The game continued, but then got weirder. More players stopped working for the company, and soon we were about a 50/50 mix of employees and former employees. The game started to have a good 30 minutes at the front of bitching about the company. I was especially worried that the ex-employees might go too far in bad-mouthing the company to people still trying to make the best of working there. Whatever the moral ramifications of hosting this kind of get-together were, it certainly wasn’t adding to the fun, so ultimately I stopped the campaign.

It is now my policy to not run an on-going campaign at the office where I work. I will run occasional one-shot games at the office, they’re especially useful for practicing upcoming convention games, but I wouldn’t want to run anything with no explicitly planned end date. With large groups at a company in a volatile industry, the cards are really stacked against you.

Do you have any stories of games torn apart by a broken relationship? Do you have any good ideas on dealing with it? Please post in the comments below, I’d be very curious to hear more takes on this. As I stated at the start, I think there’s no silver-bullet to this problem, but it’s interesting to hear what others have encountered and I think helps us all be better prepared to find a way through future misfortunes.

4 thoughts on “Breaking Up Is Hard To Do

  1. We use a group chat to get our games together and I think that has helped mitigate some of the awkwardness. I have had a few people drop out of the years that I suspect is due to inter personal issues.
    But with the group chat, its just “next game is Sunday…” and folks yeah or nay and that is sort of the end of it.
    I don’t think I would ever start another work game after the last one morphed into my current game. Just too many other factors to consider. In fact other than the one grandfathered co-worker, I generally try to keep those two worlds apart now.

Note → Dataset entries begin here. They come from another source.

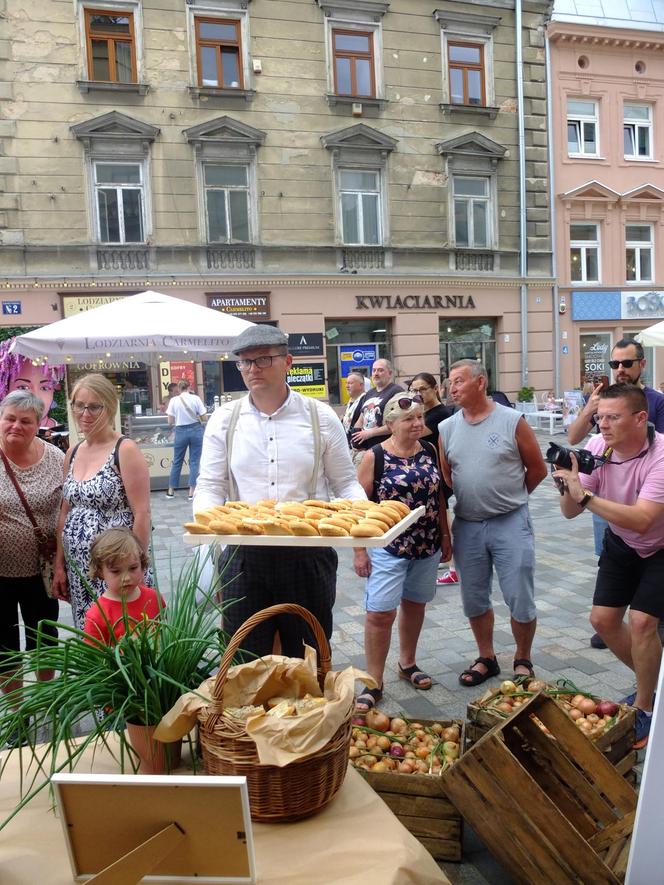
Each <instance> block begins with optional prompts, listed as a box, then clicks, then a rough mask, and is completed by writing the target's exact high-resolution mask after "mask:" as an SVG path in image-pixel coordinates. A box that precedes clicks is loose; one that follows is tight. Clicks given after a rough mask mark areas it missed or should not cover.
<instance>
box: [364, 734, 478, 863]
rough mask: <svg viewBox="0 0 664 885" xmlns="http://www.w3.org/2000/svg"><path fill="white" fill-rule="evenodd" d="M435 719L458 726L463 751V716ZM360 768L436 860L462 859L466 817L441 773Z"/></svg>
mask: <svg viewBox="0 0 664 885" xmlns="http://www.w3.org/2000/svg"><path fill="white" fill-rule="evenodd" d="M418 721H419V722H420V723H421V724H422V725H423V726H425V727H426V726H431V725H433V724H434V720H428V719H420V720H418ZM436 721H437V722H440V724H441V725H442V726H443V727H445V728H447V727H448V726H450V725H458V726H459V729H460V731H461V739H460V751H461V752H463V747H464V741H465V724H464V723H463V722H462V721H461V720H452V721H450V720H443V719H438V720H436ZM359 770H360V773H361V774H362V776H363V777H364V778H365V780H366V781H367V783H369V784H370V785H371V786H372V787H373V789H374V790H375V791H376V792H377V793H378V795H379V796H380V797H381V799H382V800H383V801H384V802H385V803H386V804H387V806H388V807H389V808H390V809H391V810H392V811H393V812H394V814H395V815H396V816H397V817H398V819H399V820H400V821H401V823H402V824H403V825H404V826H405V827H406V829H407V830H408V831H409V832H410V833H411V834H412V835H413V836H415V838H416V839H417V840H418V841H419V842H420V843H421V844H422V845H423V846H424V847H425V848H426V849H427V851H429V852H430V854H431V855H432V856H433V857H435V858H436V860H448V861H460V860H461V840H462V835H463V821H462V819H461V815H460V814H459V812H458V811H457V809H456V807H455V806H454V804H453V803H452V801H451V800H450V798H449V797H448V795H447V793H446V792H445V790H444V788H443V784H442V780H441V778H440V777H438V776H435V775H428V774H398V773H396V772H391V771H384V772H373V771H362V770H361V769H359Z"/></svg>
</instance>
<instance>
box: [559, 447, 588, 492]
mask: <svg viewBox="0 0 664 885" xmlns="http://www.w3.org/2000/svg"><path fill="white" fill-rule="evenodd" d="M569 457H570V461H571V462H572V469H571V470H565V469H560V468H559V469H558V470H554V471H553V473H552V474H551V475H552V476H553V478H554V479H558V480H560V481H561V482H562V485H563V488H564V490H565V492H566V493H567V494H568V495H569V497H570V498H571V499H572V500H573V501H574V503H575V504H578V503H579V502H580V501H582V500H583V497H584V495H585V494H586V490H585V489H584V487H583V486H582V485H581V480H580V479H579V462H578V461H577V460H576V455H575V454H574V452H570V453H569Z"/></svg>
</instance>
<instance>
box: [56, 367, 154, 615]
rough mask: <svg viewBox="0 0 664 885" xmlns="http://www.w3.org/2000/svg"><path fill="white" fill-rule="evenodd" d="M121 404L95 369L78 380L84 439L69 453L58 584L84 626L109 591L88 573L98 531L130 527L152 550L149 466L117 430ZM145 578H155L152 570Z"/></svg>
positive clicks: (80, 419)
mask: <svg viewBox="0 0 664 885" xmlns="http://www.w3.org/2000/svg"><path fill="white" fill-rule="evenodd" d="M117 408H118V395H117V392H116V389H115V387H114V385H113V384H112V383H111V382H110V381H109V380H108V378H105V377H104V376H103V375H96V374H93V375H86V376H85V377H83V378H81V379H80V380H79V381H77V382H76V384H75V386H74V389H73V390H72V394H71V410H72V413H73V415H74V420H75V421H76V424H77V425H78V429H79V432H80V433H81V435H82V436H83V437H84V439H83V441H82V442H80V443H78V444H77V445H75V446H73V447H72V448H70V449H69V451H68V452H67V455H66V457H65V468H64V471H65V481H64V486H63V490H62V498H63V500H62V507H61V509H60V518H59V520H58V553H57V558H56V570H55V576H54V579H53V588H54V591H55V592H56V594H57V595H58V596H59V597H60V598H61V599H68V600H69V602H70V603H71V607H72V614H73V618H74V625H75V626H76V627H78V628H79V629H80V630H82V629H83V625H84V623H85V613H86V612H87V610H88V608H89V607H90V605H91V604H92V602H93V601H94V598H95V596H98V595H100V594H101V593H102V592H103V584H102V582H101V581H100V580H99V579H90V578H88V577H87V575H88V573H89V568H90V547H91V546H92V542H93V541H94V539H95V538H96V537H97V535H99V534H100V533H101V532H103V531H105V530H106V529H109V528H118V527H120V526H125V527H127V528H130V529H132V531H133V532H134V534H135V535H136V536H137V537H138V539H139V540H140V542H141V544H143V546H144V547H145V549H146V550H147V549H149V544H150V476H149V471H148V465H147V462H146V460H145V458H144V457H143V455H142V453H141V451H140V449H139V448H138V446H137V445H136V443H135V442H134V441H133V440H130V439H127V438H126V437H124V436H122V435H121V434H119V433H117V432H116V431H115V430H114V429H113V422H114V419H115V413H116V411H117ZM144 583H146V584H147V585H148V586H150V585H151V583H152V579H151V575H150V574H149V573H148V572H146V576H145V581H144Z"/></svg>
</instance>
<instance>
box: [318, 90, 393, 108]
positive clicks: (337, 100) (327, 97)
mask: <svg viewBox="0 0 664 885" xmlns="http://www.w3.org/2000/svg"><path fill="white" fill-rule="evenodd" d="M325 98H326V100H327V103H328V105H329V106H330V107H331V108H333V107H336V105H346V106H347V107H348V108H350V107H351V106H352V105H354V104H361V105H362V107H363V108H375V109H376V110H378V111H383V110H385V108H386V107H387V102H388V99H386V98H375V97H367V96H365V95H362V96H360V95H337V94H336V93H334V92H328V93H327V95H326V96H325Z"/></svg>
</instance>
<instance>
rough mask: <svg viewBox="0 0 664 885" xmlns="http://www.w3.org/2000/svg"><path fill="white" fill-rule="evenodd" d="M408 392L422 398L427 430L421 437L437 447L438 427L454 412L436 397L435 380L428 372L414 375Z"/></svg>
mask: <svg viewBox="0 0 664 885" xmlns="http://www.w3.org/2000/svg"><path fill="white" fill-rule="evenodd" d="M410 392H411V393H419V395H420V396H421V397H422V404H423V406H424V423H425V424H426V428H427V429H426V431H425V433H423V434H422V437H423V438H424V439H426V441H427V442H430V443H433V445H434V446H437V445H438V425H439V424H440V422H441V421H444V420H445V418H449V417H450V416H451V415H453V414H454V410H453V409H451V408H449V407H448V406H444V405H443V404H442V403H441V401H440V396H439V395H438V385H437V384H436V379H435V378H434V377H433V375H430V374H429V373H428V372H420V373H419V375H415V377H414V378H413V380H412V381H411V382H410Z"/></svg>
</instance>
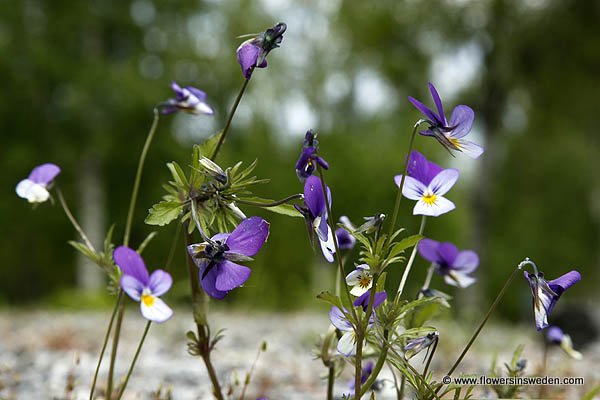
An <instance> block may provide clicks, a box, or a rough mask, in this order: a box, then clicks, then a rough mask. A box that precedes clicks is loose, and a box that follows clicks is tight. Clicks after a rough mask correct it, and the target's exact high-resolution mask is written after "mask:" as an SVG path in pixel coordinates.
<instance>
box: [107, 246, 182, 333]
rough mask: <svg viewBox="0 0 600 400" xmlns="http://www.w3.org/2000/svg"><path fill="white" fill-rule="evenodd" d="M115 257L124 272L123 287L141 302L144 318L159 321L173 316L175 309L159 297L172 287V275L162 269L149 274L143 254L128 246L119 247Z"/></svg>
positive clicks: (158, 322) (113, 254)
mask: <svg viewBox="0 0 600 400" xmlns="http://www.w3.org/2000/svg"><path fill="white" fill-rule="evenodd" d="M113 258H114V260H115V264H117V266H118V267H119V268H120V269H121V272H122V273H123V276H122V277H121V288H122V289H123V290H124V291H125V293H127V294H128V295H129V297H131V298H132V299H134V300H135V301H139V302H140V308H141V310H142V315H143V316H144V318H146V319H147V320H149V321H153V322H158V323H161V322H165V321H166V320H168V319H169V318H171V316H172V315H173V310H171V309H170V308H169V306H167V305H166V304H165V302H164V301H162V300H161V299H160V298H159V296H162V295H163V294H165V293H167V291H168V290H169V289H170V288H171V285H172V284H173V279H172V278H171V275H169V273H168V272H165V271H163V270H162V269H157V270H156V271H154V272H152V274H151V275H148V270H147V269H146V264H144V260H143V259H142V256H140V255H139V254H138V252H136V251H135V250H133V249H130V248H129V247H126V246H119V247H117V248H116V249H115V251H114V253H113Z"/></svg>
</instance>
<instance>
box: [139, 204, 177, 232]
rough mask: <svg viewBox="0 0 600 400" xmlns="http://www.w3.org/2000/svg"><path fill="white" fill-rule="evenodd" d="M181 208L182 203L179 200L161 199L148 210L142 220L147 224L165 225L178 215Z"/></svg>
mask: <svg viewBox="0 0 600 400" xmlns="http://www.w3.org/2000/svg"><path fill="white" fill-rule="evenodd" d="M182 209H183V204H181V203H179V202H176V201H161V202H160V203H157V204H155V205H153V206H152V208H151V209H150V210H148V216H147V217H146V220H145V221H144V222H145V223H146V224H148V225H158V226H164V225H167V224H169V223H171V221H173V220H175V219H177V217H179V214H180V213H181V210H182Z"/></svg>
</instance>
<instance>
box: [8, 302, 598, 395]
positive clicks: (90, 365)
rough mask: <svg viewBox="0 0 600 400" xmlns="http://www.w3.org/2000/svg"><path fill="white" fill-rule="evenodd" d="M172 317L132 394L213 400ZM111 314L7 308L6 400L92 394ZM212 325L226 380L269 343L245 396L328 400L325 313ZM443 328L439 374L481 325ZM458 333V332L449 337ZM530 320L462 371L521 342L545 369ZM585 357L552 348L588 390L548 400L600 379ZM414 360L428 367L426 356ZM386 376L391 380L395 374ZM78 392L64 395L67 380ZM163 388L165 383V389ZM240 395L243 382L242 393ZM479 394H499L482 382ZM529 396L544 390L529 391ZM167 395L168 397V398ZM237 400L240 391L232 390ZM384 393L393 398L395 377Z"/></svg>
mask: <svg viewBox="0 0 600 400" xmlns="http://www.w3.org/2000/svg"><path fill="white" fill-rule="evenodd" d="M135 311H136V310H135V309H133V308H132V309H129V311H128V313H127V317H126V319H125V324H124V327H125V328H124V331H123V335H122V336H123V340H122V342H121V346H122V347H121V350H122V351H121V353H120V358H119V361H118V364H117V371H118V374H119V376H122V375H123V374H124V373H125V370H126V368H127V367H128V365H129V362H130V360H131V358H132V356H133V352H134V349H135V347H136V345H137V341H138V340H139V337H140V336H141V334H142V331H143V327H144V321H143V320H142V318H141V316H140V315H139V314H138V313H137V312H135ZM176 311H177V312H176V315H175V317H174V318H173V319H172V320H171V321H169V322H168V323H166V324H163V325H153V326H152V327H151V329H150V333H149V336H148V339H147V341H146V344H145V347H144V349H143V351H142V355H141V356H140V359H139V361H138V364H137V367H136V370H135V371H134V374H133V376H132V378H131V380H130V383H129V386H128V390H127V393H126V395H125V396H123V398H124V399H131V400H133V399H136V400H142V399H156V398H157V397H153V396H152V392H153V391H156V390H157V389H158V388H159V387H161V386H162V387H163V388H169V389H171V391H172V398H173V399H177V400H179V399H182V400H186V399H211V398H212V396H211V394H210V386H209V380H208V377H207V374H206V372H205V370H204V366H203V364H202V362H201V360H200V359H197V358H192V357H191V356H189V355H188V354H187V352H186V339H185V332H186V331H187V330H189V329H191V328H192V325H191V323H190V317H189V315H188V314H187V313H186V311H185V310H176ZM108 318H109V314H108V313H104V312H100V313H99V312H81V311H78V312H58V311H47V312H43V311H35V312H32V311H6V310H4V311H0V338H1V339H0V399H7V400H8V399H11V400H12V399H27V400H29V399H32V400H36V399H61V400H62V399H67V398H68V399H87V398H88V395H89V387H90V383H91V378H92V375H93V371H94V369H95V366H96V362H97V354H98V352H99V350H100V346H101V341H102V337H103V335H104V330H105V326H106V323H107V321H108ZM211 321H212V326H213V327H214V328H213V329H215V331H216V329H217V328H225V327H226V328H227V331H226V332H225V335H226V336H225V338H224V339H223V341H222V342H221V343H220V344H219V345H218V348H217V350H216V351H215V352H214V353H213V358H214V363H215V365H216V368H217V373H218V375H219V377H220V379H221V381H222V382H234V381H235V376H236V373H237V376H238V377H239V380H240V381H243V379H244V375H245V372H246V371H247V370H248V369H249V367H250V365H251V364H252V362H253V360H254V358H255V356H256V353H257V349H258V347H259V346H260V343H261V340H263V339H264V340H266V341H267V343H268V350H267V352H266V353H264V354H262V356H261V358H260V360H259V362H258V365H257V367H256V370H255V376H254V378H253V380H252V383H251V384H250V386H249V388H248V391H247V395H246V399H252V400H254V399H256V398H257V397H260V396H267V397H268V398H269V399H270V400H275V399H289V400H295V399H298V400H300V399H303V400H304V399H324V398H325V381H323V380H322V379H321V378H322V376H323V375H324V373H325V369H324V367H323V365H322V364H321V362H320V361H319V360H315V359H314V357H313V355H312V349H313V347H314V344H315V343H316V342H317V340H318V336H319V334H320V333H323V332H325V331H326V330H327V328H328V325H329V322H328V319H327V315H326V314H318V313H315V312H310V313H293V314H273V313H242V312H228V313H224V312H220V313H216V314H214V315H212V316H211ZM435 326H437V327H438V329H439V330H440V331H441V332H442V336H441V341H440V346H439V348H438V351H439V352H440V353H439V354H438V357H436V360H437V361H434V364H433V365H432V368H433V370H434V371H435V373H436V377H437V378H438V379H440V378H441V376H442V375H443V372H444V371H445V370H446V369H447V368H448V366H449V365H450V363H451V361H453V360H454V358H455V357H456V356H457V355H458V353H459V352H460V349H461V348H462V346H463V345H464V343H465V342H466V339H467V337H468V335H469V334H470V332H471V329H473V328H472V327H471V326H470V325H469V329H467V326H466V324H458V323H453V322H440V323H436V324H435ZM450 333H451V334H450ZM538 341H539V336H536V334H535V329H532V327H531V326H506V325H495V324H491V325H488V326H486V328H485V329H484V331H483V333H482V336H480V338H479V339H478V341H477V343H476V345H475V347H474V349H473V351H472V352H471V353H469V355H468V356H467V357H466V358H465V360H464V362H463V364H462V365H461V367H460V369H459V370H460V371H462V372H464V373H469V374H477V375H479V374H483V373H485V372H487V369H488V368H489V365H490V363H491V359H492V355H493V354H494V353H497V354H498V361H499V364H503V363H504V362H509V361H510V357H511V354H512V350H513V349H514V348H515V347H516V345H517V344H519V343H523V344H524V345H525V354H524V356H525V358H527V359H528V364H527V369H526V371H527V372H528V374H529V375H539V372H540V371H539V368H540V362H541V358H542V357H541V354H542V352H541V346H540V345H539V343H538ZM582 350H583V353H584V357H585V359H584V360H583V361H579V362H577V361H572V360H570V359H568V358H567V357H566V356H565V355H564V354H563V353H562V352H561V351H560V350H558V349H554V350H553V351H551V352H550V354H549V363H548V365H549V368H548V375H550V376H582V377H584V378H585V380H586V384H585V386H584V387H581V386H571V387H559V388H555V387H549V388H548V393H550V394H552V395H548V398H556V399H559V398H560V399H562V398H564V399H577V398H580V397H581V395H582V394H583V393H584V392H585V391H586V390H589V389H590V388H591V387H592V386H593V385H594V384H598V383H599V382H600V368H599V366H600V344H599V343H594V344H591V345H589V346H587V347H586V348H584V349H582ZM416 359H417V360H416V361H414V365H415V366H416V367H417V368H419V369H421V368H422V365H423V364H421V357H419V356H417V357H416ZM106 372H107V363H105V364H104V367H103V368H102V370H101V379H100V384H101V385H103V384H104V382H105V376H106ZM349 377H350V368H346V371H344V375H343V377H342V378H341V379H340V380H339V381H338V384H337V385H336V393H337V395H338V396H341V394H342V393H343V392H344V391H345V390H346V385H347V381H348V378H349ZM383 377H384V378H388V379H390V380H391V375H390V373H389V371H385V372H384V373H383ZM69 381H70V382H72V383H73V384H74V389H73V391H72V392H71V393H70V394H69V395H68V396H65V388H66V387H67V382H69ZM163 393H164V390H163ZM237 393H238V395H237V397H235V398H236V399H237V398H238V397H239V389H238V391H237ZM477 393H478V396H484V397H486V398H493V397H494V396H493V395H492V394H490V393H487V392H486V391H485V390H484V389H479V391H478V392H477ZM529 393H530V395H531V397H534V396H533V394H535V393H537V389H535V390H532V391H531V392H529ZM163 398H164V397H163ZM232 398H233V397H232ZM377 399H395V396H394V392H393V389H392V385H391V384H390V383H389V382H388V383H386V384H385V386H384V389H383V390H382V391H381V392H379V393H378V395H377Z"/></svg>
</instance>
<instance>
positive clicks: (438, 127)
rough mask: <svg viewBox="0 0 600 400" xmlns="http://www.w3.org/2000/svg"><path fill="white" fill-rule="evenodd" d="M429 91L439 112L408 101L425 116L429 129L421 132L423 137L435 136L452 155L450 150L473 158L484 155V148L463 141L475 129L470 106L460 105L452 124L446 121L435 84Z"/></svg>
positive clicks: (415, 101) (442, 145)
mask: <svg viewBox="0 0 600 400" xmlns="http://www.w3.org/2000/svg"><path fill="white" fill-rule="evenodd" d="M429 91H430V92H431V97H433V101H434V103H435V106H436V107H437V110H438V112H437V113H436V112H435V111H433V110H431V109H430V108H428V107H427V106H425V105H424V104H423V103H421V102H420V101H419V100H417V99H414V98H412V97H410V96H409V97H408V100H409V101H410V102H411V103H412V104H413V105H414V106H415V107H416V108H417V109H418V110H419V111H421V112H422V113H423V115H425V117H426V118H427V122H428V123H429V128H428V129H426V130H423V131H421V132H420V133H421V135H424V136H433V137H434V138H436V139H437V141H438V142H440V144H441V145H442V146H444V148H446V149H447V150H448V151H449V152H450V154H452V152H451V151H450V150H457V151H462V152H463V153H465V154H466V155H467V156H469V157H471V158H478V157H479V156H480V155H481V154H482V153H483V147H481V146H480V145H478V144H476V143H474V142H472V141H470V140H465V139H463V138H464V137H465V136H467V135H468V134H469V132H470V131H471V128H472V127H473V120H474V119H475V113H474V112H473V110H472V109H471V107H469V106H465V105H459V106H456V107H455V108H454V110H452V116H451V117H450V123H448V121H447V120H446V115H445V114H444V108H443V106H442V100H441V99H440V95H439V94H438V92H437V90H435V87H434V86H433V84H431V83H430V84H429Z"/></svg>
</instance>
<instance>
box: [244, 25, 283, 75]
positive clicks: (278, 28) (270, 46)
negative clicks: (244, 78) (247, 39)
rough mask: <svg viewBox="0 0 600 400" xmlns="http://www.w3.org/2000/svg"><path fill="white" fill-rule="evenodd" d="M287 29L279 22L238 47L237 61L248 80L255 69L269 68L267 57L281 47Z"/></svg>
mask: <svg viewBox="0 0 600 400" xmlns="http://www.w3.org/2000/svg"><path fill="white" fill-rule="evenodd" d="M286 29H287V25H286V24H284V23H283V22H279V23H278V24H276V25H275V26H273V27H272V28H269V29H267V30H266V31H264V32H262V33H260V34H258V35H256V36H255V37H253V38H252V39H249V40H246V41H245V42H244V43H242V44H241V45H240V47H238V49H237V59H238V62H239V63H240V67H242V73H243V74H244V77H245V78H246V79H250V78H251V77H252V72H254V68H266V67H267V55H268V54H269V52H270V51H271V50H273V49H276V48H277V47H279V45H280V44H281V41H282V40H283V34H284V33H285V30H286Z"/></svg>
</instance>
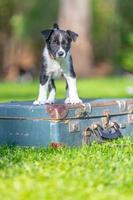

    1. Avoiding work games is somewhat ironic for me as some of my best friends and most regular fellow gamers are the people I worked with at my first job. And certainly when I want to run something I turn first to my coworkers to pull from as they’re generally the sort to be interested in such things. I just find it helps to make sure the game takes place away from the office to physically reinforce the fact that this activity has nothing to do with work.

      When I was running a game at the office, I even had an exec go so far as to list the game as a perk on recruitment info for new hires. I really disliked that, though I really disliked a lot of stuff that guy did, and am happy to no longer have to interact with him professionally or otherwise.

  2. Yes, I’ve had long-running campaigns fall apart because of inter-personal relationships. I’ve had (and seen) whole gaming groups splinter because of it.

    What can you do? Restrict a game to “boys (or girls) only?” When you have a good mix of people playing a game that builds not only camaraderie, but intimacy, sometimes romances are going to spring up. My thought is that gaming groups can survive break-ups when the relationship started outside and before the game started, but I’ve heard some real horror stories (mostly involving infidelities that involved other players at the table). Real ugly stuff.

    My wife doesn’t game.

    1. Interesting, I hadn’t thought of relationships that pre-existed vs. those springing up at the table, though I don’t think I’ve ever seen the latter. Infidelity with someone else also at the table sounds pretty egregious — I have no idea how a group could survive that.

      My wife games sporadically, and I’m always looking for ways to tempt her back to the table. And I know several other married couples that game together. I have also had someone leave the game because he got married. I always scratched my head over that one — I’m not sure why marriage would require giving up any hobby, but I guess to each their own.

      I agree there’s no reasonable preventative measure. I guess I was assuming the case of trying to find a way preserve the group when two individuals decide they can’t stand each other anymore. I’m not sure if having a larger group makes it easier or harder. On the one hand more people means it’s easier to run without either problem person, on the other it seems like more potential for side-taking.